From the car, I could see Hopper must have had a good night when he came out of the store with a shrink-wrapped hoagie and a bag full of other things. And whatever he had stuffed in his sleeves or down his pants. For the most part, he'd turned out to be lousy company, and I'd considered going on without him a few times already. But when I looked at Maggie, so fragile and meek, I figured she'd had it hard enough for awhile.
He sat on the curb, unwrapped the sandwich, and ripped off a small piece for Maggie, which he tossed up and she snatched out of the air. Maybe he's all right, I thought. Then I watched as Maggie sat eagerly awaiting another piece, which he didn't give to her. Instead he waved it in front of her, teased her with it as her tongue hung dripping from her hungry jaws.

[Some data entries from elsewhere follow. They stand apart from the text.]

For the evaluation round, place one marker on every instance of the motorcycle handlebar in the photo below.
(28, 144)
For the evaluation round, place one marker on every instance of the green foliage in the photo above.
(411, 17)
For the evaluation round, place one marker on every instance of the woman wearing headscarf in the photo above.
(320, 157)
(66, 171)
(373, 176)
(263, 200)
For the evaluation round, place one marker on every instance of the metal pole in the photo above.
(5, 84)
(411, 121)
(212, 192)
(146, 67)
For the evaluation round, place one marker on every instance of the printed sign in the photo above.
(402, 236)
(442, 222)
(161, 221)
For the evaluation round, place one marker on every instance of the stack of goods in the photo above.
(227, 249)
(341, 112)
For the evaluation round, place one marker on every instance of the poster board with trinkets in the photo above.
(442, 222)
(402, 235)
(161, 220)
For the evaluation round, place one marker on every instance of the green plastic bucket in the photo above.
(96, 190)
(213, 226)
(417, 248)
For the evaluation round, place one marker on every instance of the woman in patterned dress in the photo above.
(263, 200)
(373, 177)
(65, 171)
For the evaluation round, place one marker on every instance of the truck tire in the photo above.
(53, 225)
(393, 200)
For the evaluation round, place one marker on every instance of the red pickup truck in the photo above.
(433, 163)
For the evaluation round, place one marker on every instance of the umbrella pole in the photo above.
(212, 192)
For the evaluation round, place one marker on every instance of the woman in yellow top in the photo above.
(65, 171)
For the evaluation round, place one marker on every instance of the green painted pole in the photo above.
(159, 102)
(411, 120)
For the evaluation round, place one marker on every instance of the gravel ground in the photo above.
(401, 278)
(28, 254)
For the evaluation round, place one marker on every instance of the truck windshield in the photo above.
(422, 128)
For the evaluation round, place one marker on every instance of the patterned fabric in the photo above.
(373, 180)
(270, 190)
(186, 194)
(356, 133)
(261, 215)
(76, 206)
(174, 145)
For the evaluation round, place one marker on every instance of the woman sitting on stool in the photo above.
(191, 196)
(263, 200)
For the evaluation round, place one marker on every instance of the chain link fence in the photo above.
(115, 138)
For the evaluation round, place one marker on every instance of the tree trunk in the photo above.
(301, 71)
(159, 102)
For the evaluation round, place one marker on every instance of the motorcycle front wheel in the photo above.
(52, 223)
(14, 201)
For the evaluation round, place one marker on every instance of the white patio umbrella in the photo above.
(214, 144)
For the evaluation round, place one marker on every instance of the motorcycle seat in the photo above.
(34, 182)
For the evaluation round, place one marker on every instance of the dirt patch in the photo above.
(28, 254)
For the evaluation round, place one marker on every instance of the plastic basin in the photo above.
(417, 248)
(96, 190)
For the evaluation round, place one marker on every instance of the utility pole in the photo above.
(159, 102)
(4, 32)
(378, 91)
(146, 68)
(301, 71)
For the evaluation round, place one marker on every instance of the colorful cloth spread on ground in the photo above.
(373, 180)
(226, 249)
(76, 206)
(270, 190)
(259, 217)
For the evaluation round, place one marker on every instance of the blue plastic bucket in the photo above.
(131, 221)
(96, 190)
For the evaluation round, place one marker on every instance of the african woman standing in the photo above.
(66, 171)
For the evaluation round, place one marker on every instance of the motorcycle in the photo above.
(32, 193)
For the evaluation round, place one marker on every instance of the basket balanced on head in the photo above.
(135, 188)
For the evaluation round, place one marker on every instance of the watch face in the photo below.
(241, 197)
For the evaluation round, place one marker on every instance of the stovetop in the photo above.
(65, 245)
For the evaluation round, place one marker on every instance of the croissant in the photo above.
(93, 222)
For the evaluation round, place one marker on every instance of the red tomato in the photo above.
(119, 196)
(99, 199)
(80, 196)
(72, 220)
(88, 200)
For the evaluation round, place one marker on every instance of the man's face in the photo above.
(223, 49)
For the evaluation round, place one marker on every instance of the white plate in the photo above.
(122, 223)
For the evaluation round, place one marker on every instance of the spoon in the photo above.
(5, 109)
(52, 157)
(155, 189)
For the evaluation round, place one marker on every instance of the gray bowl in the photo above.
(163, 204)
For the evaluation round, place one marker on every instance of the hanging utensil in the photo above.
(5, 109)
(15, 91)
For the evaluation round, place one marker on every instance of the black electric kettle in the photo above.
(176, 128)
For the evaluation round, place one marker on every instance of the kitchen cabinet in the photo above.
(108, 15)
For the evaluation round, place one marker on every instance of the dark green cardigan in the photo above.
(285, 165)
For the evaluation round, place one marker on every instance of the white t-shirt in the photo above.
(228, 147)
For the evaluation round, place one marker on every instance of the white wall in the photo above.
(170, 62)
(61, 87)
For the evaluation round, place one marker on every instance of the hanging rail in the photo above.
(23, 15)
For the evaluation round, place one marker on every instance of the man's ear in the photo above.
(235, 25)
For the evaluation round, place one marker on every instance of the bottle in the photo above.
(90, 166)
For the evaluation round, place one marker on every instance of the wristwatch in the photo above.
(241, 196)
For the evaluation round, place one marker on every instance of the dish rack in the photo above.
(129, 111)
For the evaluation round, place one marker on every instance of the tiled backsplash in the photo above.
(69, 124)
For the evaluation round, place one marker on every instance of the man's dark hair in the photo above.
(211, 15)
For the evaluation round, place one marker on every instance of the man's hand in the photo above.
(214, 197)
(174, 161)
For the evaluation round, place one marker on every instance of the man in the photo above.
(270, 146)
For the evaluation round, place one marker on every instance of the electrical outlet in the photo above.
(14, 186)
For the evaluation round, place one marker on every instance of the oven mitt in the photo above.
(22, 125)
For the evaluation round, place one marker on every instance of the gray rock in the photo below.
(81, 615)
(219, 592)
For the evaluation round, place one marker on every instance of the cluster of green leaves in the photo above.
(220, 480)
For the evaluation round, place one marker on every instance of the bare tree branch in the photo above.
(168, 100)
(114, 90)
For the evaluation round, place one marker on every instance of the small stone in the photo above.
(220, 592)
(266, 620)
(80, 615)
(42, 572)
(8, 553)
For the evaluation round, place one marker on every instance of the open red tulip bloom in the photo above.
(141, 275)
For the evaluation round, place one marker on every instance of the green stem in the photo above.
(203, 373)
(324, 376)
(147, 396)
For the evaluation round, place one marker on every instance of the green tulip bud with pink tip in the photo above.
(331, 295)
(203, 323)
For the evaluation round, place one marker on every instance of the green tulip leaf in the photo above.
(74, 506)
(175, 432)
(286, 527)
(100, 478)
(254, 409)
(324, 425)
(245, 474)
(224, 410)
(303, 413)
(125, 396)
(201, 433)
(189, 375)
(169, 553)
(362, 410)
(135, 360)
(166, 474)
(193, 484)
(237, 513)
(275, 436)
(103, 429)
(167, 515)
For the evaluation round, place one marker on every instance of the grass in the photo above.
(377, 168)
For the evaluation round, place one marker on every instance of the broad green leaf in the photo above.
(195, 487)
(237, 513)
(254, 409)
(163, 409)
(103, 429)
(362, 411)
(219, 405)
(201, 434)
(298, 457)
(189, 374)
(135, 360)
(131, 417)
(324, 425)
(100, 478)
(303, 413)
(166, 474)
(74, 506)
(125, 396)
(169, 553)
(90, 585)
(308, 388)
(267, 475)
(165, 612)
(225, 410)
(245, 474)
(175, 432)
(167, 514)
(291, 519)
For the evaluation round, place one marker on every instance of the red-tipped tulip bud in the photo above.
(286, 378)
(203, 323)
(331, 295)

"Hungry dog protects better," he said when I walked over.
"It's also one that'll stray," I told him. "Sooner or later. Trust me on that."
He brushed off the comment with a wave of his hand and continued to dangle food before the dog's mouth.
"You should really stop that. I'm serious."
He looked at me for a moment like a defiant child, then back at the dog.
"Oh, I'm sorry, girl." He offered her the last bite of the sandwich, but just as she went for it, he pulled it back and shoved it in his own mouth. He walked past me toward the car, chuckling as he chewed. Maggie followed him, head down, sniffing at the ground for any lost morsel. She looked back at me once with sad, desperate eyes.
The car's temperature gauge had been creeping upward, so I took the nearest exi
t and followed a desolate two-lane highway several miles north into the center of a small town, the sign outside of which read: Dix, Nebraska, population 255. A stretch of fractured asphalt sprouting yellow weeds, vacant storefronts, a one-pump service station with a faded CLOSED sign on the door and a rust-mottled pickup beside it in the shade. Not much else. No cars lined the main street, and few sat along the narrow side roads. I had heard stories about entire communities disappearing overnight, and my first impression was that everyone had fled. Drought, maybe. I thought maybe they were watching us right then from behind the dusty shop windows. Then I remembered it was Sunday.
"Hot damn," Hopper said. "Bet the nightlife's killer."
"Church," I said.
"Say what?"
"It's Sunday. They're probably all in church."
The temperature needle was still climbing, so I pulled up along the curb in front of an auto parts store, turned off the ignition, and popped the hood. No smoke, but the coolant was low.
"Well, it ain't a leak," I said. "Could be the head gasket."
"Cars are not my forte. Might as well be speaking Chinese," he said.
The auto parts store was closed like everything else, but the engine needed to cool down, so we let it sit. Hopper took a bottle of Thunderbird out of his backpack and cracked the seal.
"Another five-finger discount?"
He tipped it my way and smiled. "You got that right. That bother you?"
"I didn't say that," I said, thinking this might be a good place to lighten my load.